Кое-как посудник с покойником сошли по лесенке вниз и там шатнулись, чуть не упав. Повсюду скалились трупы, теплились кушанья. Собаки, кошки и воробьи колыхались в одной связке, мыши, как овощи, были уложены насыпью в подсыхающей ботве хвостов. Улыбчивый громила-мясник, подпоясанный корзлым от крови передником, бросал на красную колоду тушки и мелко их нарубал, затем обворачивал тонким блинком теста и отправлял в наспех сбитую печь без трубы, на раскаленный под.

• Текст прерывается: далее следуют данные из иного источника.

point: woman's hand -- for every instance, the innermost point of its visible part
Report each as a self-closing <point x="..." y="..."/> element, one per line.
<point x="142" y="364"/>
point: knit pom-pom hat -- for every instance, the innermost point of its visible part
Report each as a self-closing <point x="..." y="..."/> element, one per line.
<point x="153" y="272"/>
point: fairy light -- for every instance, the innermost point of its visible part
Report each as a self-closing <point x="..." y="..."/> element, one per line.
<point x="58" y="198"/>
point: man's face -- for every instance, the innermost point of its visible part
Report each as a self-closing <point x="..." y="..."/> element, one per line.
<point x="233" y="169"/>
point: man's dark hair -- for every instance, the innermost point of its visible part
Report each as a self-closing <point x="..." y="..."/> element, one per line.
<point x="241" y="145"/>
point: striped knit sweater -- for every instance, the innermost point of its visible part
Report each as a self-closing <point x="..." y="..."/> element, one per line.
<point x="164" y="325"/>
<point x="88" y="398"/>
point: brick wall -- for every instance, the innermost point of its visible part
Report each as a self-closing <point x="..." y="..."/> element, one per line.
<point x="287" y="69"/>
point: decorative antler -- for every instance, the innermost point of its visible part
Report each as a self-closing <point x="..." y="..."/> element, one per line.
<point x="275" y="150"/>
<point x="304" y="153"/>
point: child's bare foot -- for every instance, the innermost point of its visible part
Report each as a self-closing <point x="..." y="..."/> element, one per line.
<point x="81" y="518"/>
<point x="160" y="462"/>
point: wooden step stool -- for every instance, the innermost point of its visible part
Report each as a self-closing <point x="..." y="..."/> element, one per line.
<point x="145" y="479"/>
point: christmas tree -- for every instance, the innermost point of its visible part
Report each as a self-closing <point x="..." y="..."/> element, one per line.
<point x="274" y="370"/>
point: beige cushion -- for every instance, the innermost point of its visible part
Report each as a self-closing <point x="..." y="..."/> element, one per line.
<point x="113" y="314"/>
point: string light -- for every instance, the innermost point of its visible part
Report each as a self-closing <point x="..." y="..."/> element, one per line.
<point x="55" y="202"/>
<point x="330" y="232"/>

— Не пойдет такой, — сказал стряпник-хозяин, осмотрев в свою очередь свежий товар, — смотрите, даже в костях пустота, — преломил он старика.

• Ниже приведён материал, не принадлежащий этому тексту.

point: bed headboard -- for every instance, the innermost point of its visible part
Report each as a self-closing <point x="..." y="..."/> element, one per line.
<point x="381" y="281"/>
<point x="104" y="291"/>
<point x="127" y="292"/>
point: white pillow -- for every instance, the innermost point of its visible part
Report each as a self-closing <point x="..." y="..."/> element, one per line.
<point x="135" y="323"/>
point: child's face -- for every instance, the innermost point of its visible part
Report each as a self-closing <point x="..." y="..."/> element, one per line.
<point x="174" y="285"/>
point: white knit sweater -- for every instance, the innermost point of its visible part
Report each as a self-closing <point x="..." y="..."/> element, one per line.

— Говорит, больше хороших не будет, — кивнула на бродяжку хозяйка. — Царь начал льготы налаживать.
— У? — Громила задумался, но ненадолго. — А сам он не подойдет?
У мужичка опустели ноги в коленях, но он подумал: не расслышал все же тут что-нибудь, и лишь когда целовальница обняла его сзади, прижавшись пышущей радостью сытости и алчной женственности плотью, а стряпник подошел с топором, бродяга затосковал.
— Подожди, наперво голову отделяй, а то закричит, — разумно поправляла заработавшегося хозяина хозяйка.
Сил, чтобы чуть дольше бояться или громко негодовать, у посудника не было, зато он тихо ощутил смысловую законченность собственной жизни.
«Вот и хорошо, — заключил он, подложив руку под голову, чтоб не кололась мелкими косточками колода, — хорошо, пускай жрут меня, мучаются. А мне пока за эго в небе сливки облаков взобьют».
Бармы[14] и саккосы[15]
В Благовещенском соборе в Кремле служили раннюю обедню. Корифей выпевал ектеньи, любознательно глядя на царскую свиту, крестившуюся невпопад. Оба клироса вторили дьякону, украшали высокие тоны высокой, смирённой заранее жалобой.
Борис всегда делал в церкви несколько дел, то есть именно отстаивал двухчасовую обедню, там же принимал безотложные доклады и челобитные, думал и управлял государством.
Сегодня он чувствовал себя наиболее уютно в соборе: с ним вместе молится едва ли не все высшее духовенство. Саккосы и фелони[16] дышат высшим спокойствием, от них ли ждать подвоха: какой монастырь не облагодетельствован? а сколько соборов построено? а впервые дарованное Русской земле патриаршество, уравнявшее Московию с Византией?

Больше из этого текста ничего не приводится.